Le due sentenze avevano determinato una pena complessiva di oltre quattro anni di reclusione. Nel marzo scorso l’uomo aveva ottenuto l’affidamento in prova ai servizi sociali, ma durante il periodo di esecuzione della misura si era reso protagonista di diversi episodi ritenuti incompatibili con la prosecuzione del beneficio.

Secondo quanto ricostruito, avrebbe minacciato una persona all’interno di un bar e, in un’altra circostanza, sarebbe entrato in un ristorante minacciando di morte i presenti e simulando di essere armato, senza però mostrare alcuna arma. In entrambe le occasioni si trovava, secondo i militari, in evidente stato di alterazione dovuto all’assunzione di alcol e sostanze stupefacenti.

Inoltre, durante un controllo, i Carabinieri non lo avevano trovato nella propria abitazione nonostante fosse obbligato a rientrare entro le ore 21: alle 22 risultava infatti assente, violando così l’obbligo di permanenza notturna.

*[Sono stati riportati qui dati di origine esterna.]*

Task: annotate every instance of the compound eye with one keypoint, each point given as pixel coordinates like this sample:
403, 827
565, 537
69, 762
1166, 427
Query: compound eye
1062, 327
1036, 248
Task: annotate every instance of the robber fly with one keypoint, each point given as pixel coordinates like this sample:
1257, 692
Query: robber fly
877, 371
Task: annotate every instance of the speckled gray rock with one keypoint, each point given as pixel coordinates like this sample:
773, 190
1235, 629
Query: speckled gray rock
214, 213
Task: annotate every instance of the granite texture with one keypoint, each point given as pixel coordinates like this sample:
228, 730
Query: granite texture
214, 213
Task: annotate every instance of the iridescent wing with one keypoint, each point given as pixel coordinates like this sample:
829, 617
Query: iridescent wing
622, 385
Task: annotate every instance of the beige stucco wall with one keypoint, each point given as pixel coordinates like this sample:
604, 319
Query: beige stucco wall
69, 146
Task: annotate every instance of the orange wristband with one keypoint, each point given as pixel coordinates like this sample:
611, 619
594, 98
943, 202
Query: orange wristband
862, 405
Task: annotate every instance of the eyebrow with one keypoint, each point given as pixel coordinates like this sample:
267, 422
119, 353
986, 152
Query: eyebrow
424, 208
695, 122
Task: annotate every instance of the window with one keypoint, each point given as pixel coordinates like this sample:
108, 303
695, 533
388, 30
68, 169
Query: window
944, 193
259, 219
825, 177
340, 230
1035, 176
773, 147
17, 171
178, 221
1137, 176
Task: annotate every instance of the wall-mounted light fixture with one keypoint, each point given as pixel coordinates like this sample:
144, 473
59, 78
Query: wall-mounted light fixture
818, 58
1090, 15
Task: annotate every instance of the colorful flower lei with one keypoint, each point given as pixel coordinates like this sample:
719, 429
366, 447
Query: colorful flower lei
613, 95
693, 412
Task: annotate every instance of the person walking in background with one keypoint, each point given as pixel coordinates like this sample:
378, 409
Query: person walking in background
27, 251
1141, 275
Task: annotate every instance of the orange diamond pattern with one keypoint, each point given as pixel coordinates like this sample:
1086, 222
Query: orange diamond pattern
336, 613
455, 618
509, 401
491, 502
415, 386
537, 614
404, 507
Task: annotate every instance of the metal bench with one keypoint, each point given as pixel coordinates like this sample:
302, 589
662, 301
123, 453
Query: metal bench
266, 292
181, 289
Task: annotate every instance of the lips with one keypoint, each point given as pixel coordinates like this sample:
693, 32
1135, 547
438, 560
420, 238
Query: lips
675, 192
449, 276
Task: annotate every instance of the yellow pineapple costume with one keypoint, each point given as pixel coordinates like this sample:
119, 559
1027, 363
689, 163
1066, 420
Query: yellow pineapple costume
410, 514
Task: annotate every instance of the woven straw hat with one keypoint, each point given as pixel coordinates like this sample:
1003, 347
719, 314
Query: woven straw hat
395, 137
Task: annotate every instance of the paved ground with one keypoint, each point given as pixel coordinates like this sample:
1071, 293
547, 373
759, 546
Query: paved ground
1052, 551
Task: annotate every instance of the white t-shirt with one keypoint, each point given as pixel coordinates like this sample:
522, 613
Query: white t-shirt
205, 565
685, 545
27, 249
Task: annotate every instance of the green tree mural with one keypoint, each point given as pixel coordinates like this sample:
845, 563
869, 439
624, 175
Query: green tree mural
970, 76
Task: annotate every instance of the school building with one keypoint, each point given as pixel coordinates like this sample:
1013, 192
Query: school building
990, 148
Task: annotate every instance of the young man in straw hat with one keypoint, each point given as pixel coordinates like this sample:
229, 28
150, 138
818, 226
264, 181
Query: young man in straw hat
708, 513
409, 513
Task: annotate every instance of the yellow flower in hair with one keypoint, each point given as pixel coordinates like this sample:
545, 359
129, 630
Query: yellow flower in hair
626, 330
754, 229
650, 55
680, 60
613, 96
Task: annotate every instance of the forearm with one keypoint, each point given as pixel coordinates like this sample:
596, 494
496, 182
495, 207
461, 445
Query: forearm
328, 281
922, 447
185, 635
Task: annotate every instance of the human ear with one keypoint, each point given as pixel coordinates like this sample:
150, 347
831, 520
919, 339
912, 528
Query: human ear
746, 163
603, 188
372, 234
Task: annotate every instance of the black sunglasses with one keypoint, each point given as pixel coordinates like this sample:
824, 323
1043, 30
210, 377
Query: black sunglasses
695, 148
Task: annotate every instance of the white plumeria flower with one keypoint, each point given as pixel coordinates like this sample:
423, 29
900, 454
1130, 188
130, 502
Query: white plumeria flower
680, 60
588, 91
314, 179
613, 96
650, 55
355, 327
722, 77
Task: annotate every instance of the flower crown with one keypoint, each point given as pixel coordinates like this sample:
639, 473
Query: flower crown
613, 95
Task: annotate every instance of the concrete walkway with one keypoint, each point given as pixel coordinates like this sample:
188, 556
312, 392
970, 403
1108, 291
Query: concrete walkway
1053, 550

Alla luce delle reiterate violazioni, l’Ufficio di Sorveglianza di Mantova ha disposto la revoca dell’affidamento in prova e il ripristino della detenzione in carcere. Ricevuto il provvedimento, i Carabinieri di Camisano hanno rintracciato e arrestato il 34enne, accompagnandolo alla casa circondariale di Ca’ del Ferro, dove sconterà la pena residua.